Maradona’s second goal, however, was an example of the power of expectations in the modern theory of interest rates. Maradona ran 60 yards from inside his own half beating five players before hitting the onion bag. Watched from above, you see he ran virtually in straight line. How do you score one of the best goals of all time by running in a straight line? The English defenders reacted to what they expected Maradona to do. They reacted to the feints rather than where he actually went. Mr King suggests monetary policy works in a similar way: market interest rates react to what the central bank is expected to do, giving central banks huge power to influence markets without actually having to make large moves in policy.

The recent reaction of central banks, however, reminds me of the last five minutes of the golden age of Manchester United under Sir Alex Ferguson. A distinctive memory of mine is being sat in a bar in Costa del Silencio, Tenerife, watching Fergie’s Alamo tactics in the last minutes of an European cup final between Man U and Bayern Munich. Ole Gunnar Solskjaer and Teddy Sheringham scored stoppage-time goals … a very different way to the get the same 2-1 result. When Man U were down 1-0 Sir Alex figured it was the time to chuck everything at it. Perhaps something Mervyn King missed from his 2005 paper …

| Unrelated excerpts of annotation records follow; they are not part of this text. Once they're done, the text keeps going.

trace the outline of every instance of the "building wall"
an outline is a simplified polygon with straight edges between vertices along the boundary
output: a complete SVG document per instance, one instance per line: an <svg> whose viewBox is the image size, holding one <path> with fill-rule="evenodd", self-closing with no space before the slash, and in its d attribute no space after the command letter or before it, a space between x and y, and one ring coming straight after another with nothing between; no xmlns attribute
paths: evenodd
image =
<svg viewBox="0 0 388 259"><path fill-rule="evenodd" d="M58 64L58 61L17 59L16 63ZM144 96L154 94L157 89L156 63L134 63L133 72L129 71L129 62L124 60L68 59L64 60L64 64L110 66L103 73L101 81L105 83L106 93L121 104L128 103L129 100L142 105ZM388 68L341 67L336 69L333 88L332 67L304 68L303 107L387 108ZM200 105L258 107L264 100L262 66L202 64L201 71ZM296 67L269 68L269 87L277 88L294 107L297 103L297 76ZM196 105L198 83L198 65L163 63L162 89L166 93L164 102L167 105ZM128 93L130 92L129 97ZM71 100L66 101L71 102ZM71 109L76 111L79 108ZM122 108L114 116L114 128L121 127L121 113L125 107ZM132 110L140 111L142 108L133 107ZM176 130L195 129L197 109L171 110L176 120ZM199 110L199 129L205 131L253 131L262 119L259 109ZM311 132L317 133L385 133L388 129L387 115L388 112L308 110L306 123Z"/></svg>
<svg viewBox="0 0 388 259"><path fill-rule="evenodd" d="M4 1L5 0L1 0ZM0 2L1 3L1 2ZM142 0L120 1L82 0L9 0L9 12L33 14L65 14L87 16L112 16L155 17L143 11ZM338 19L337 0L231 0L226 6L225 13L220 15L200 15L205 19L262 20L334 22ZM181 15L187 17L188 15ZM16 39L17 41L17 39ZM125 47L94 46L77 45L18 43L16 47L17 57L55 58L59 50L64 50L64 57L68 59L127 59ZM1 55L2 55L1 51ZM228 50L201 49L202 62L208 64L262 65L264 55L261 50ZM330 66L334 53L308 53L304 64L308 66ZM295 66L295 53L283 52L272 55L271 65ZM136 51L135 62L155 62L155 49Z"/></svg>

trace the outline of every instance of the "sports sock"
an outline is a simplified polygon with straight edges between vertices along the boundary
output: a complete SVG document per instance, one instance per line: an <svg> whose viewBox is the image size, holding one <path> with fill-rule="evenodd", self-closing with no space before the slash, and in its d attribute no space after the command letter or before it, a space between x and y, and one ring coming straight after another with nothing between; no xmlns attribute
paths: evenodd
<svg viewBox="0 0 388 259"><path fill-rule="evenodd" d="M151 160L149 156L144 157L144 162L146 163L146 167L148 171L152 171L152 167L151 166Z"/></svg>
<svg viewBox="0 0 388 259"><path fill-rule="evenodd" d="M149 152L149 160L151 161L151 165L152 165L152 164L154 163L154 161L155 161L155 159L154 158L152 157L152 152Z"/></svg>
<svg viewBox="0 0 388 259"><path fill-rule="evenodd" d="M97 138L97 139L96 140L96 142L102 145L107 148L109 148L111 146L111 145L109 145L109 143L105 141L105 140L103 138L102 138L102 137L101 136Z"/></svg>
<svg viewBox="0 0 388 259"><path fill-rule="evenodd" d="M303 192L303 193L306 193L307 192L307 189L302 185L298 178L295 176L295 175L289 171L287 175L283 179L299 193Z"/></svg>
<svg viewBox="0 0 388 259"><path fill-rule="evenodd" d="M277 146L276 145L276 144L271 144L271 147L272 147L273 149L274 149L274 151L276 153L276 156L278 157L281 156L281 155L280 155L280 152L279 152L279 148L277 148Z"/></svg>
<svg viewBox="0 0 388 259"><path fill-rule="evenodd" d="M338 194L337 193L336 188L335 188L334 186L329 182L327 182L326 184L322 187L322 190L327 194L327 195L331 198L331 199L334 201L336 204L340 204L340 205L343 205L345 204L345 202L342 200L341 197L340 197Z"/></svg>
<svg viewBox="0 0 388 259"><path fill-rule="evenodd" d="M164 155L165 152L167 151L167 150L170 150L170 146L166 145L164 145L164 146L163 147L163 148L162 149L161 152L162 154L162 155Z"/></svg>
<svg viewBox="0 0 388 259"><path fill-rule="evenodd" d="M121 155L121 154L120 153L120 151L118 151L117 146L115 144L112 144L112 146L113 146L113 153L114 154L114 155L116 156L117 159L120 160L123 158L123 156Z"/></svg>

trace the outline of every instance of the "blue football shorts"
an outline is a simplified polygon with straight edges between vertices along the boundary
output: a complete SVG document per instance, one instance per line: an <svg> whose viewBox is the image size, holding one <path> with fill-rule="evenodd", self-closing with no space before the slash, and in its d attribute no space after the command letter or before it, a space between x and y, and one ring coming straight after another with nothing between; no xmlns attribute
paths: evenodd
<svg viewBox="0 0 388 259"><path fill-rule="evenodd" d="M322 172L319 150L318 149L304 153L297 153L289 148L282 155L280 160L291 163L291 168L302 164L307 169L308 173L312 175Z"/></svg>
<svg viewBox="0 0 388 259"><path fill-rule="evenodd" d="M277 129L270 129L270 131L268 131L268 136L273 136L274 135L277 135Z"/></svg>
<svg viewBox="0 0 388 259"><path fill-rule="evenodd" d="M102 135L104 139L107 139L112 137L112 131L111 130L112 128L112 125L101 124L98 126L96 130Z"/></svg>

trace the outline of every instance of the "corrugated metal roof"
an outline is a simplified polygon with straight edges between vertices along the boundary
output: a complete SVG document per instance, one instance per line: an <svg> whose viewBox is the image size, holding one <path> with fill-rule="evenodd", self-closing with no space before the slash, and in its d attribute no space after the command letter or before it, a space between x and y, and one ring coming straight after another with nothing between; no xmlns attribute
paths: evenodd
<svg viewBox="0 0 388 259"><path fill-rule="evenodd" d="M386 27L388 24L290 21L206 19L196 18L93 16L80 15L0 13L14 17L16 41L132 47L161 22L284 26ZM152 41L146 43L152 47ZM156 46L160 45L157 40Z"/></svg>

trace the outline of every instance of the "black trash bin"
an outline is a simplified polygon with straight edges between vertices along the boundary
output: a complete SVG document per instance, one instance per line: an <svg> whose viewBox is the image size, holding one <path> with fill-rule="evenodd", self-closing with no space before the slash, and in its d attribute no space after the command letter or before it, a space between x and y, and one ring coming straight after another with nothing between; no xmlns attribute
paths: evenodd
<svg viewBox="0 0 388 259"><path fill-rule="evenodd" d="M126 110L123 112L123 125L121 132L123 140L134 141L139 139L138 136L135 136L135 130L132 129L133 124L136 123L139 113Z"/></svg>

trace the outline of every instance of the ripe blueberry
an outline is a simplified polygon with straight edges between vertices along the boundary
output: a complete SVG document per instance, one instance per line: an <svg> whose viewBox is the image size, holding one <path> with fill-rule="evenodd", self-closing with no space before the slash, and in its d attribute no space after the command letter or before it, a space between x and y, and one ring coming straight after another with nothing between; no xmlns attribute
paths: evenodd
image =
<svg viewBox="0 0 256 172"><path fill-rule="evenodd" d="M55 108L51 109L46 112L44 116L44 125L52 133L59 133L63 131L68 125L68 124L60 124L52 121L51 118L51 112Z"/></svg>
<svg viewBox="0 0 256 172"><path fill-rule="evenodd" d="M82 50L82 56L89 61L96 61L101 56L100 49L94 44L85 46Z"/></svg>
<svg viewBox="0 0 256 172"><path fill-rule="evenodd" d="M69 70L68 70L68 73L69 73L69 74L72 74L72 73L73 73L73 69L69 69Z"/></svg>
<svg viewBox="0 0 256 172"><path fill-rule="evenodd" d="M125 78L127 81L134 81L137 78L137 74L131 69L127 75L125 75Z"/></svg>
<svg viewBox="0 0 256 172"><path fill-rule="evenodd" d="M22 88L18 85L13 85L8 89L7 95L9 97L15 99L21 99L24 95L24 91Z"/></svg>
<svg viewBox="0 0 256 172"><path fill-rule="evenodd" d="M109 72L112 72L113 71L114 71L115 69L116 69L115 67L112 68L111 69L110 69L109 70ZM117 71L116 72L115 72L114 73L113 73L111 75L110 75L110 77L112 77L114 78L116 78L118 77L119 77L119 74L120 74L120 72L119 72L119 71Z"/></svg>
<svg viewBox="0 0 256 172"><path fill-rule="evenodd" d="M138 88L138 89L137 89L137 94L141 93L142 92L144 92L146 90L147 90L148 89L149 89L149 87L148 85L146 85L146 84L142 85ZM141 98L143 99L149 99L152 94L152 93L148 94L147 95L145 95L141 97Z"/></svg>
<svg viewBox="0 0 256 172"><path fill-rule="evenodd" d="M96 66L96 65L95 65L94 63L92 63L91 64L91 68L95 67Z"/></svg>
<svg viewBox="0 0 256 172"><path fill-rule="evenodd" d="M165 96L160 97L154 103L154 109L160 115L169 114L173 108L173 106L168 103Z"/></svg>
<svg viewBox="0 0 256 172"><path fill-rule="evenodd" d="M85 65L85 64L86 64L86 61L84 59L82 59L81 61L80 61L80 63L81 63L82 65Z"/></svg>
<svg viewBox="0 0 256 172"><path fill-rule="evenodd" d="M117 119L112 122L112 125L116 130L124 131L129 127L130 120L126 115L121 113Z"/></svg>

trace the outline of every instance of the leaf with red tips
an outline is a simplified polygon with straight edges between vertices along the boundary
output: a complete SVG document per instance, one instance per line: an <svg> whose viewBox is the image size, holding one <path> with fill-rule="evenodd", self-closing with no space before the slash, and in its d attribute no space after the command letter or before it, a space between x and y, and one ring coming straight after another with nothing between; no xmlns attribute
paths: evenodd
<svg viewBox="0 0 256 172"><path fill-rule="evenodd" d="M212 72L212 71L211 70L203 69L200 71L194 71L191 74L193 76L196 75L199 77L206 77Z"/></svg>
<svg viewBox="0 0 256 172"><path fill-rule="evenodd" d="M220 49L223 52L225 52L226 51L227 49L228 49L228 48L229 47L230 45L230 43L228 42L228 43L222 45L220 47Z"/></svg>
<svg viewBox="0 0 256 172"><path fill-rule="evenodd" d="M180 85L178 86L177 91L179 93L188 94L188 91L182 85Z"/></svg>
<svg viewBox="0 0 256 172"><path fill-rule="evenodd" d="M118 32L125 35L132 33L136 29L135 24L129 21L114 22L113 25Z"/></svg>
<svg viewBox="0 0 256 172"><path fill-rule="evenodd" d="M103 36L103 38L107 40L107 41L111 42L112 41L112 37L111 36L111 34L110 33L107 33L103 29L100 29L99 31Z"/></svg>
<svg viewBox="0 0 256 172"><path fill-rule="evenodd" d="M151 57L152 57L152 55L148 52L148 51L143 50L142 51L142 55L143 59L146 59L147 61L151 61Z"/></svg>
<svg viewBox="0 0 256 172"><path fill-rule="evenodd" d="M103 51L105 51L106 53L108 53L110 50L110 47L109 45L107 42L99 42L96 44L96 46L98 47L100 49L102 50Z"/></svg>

Coronavirus lockdowns have meant earnings for some business have collapsed to near zero in the space of weeks. Central banks have had to come up with even more ingenuous ways than the Hand of God to win the game. Yes, it’s been creative and they have broken rules to get stuff done. Just look at the shenanigans in Germany with the German Constitutional Court defying the European Central Bank over the quantitative easing scheme … But I’d liken it to chucking everything at it in injury time when you are 1-0 down. Markets looked beat. The fastest 30% fall in stocks ever. Alongside a speedy rise in government bond yields…the biggest worldwide collapse in consumer confidence…there was little time to be creative in the box with no time…nor could central banks simply run in straight line and get softly-softly influence rates markets. During the recent panic gilt yields just continued to rise and rise – even above levels we had at the start of the year – until the BoE stepped in. Cutting rates was not enough. Fergie Alamo Time was needed: chuck everything at it.

There is some chitter chatter about negative rate expectations in the UK and US, but I don’t think that works. The ECB and Bank of Japan have been zero-bound and below for years. I reckon the Maradona theory of monetary policy no longer works, and now we have Fergie Alamo Time. If that’s not enough, then it’s a whole new ball game!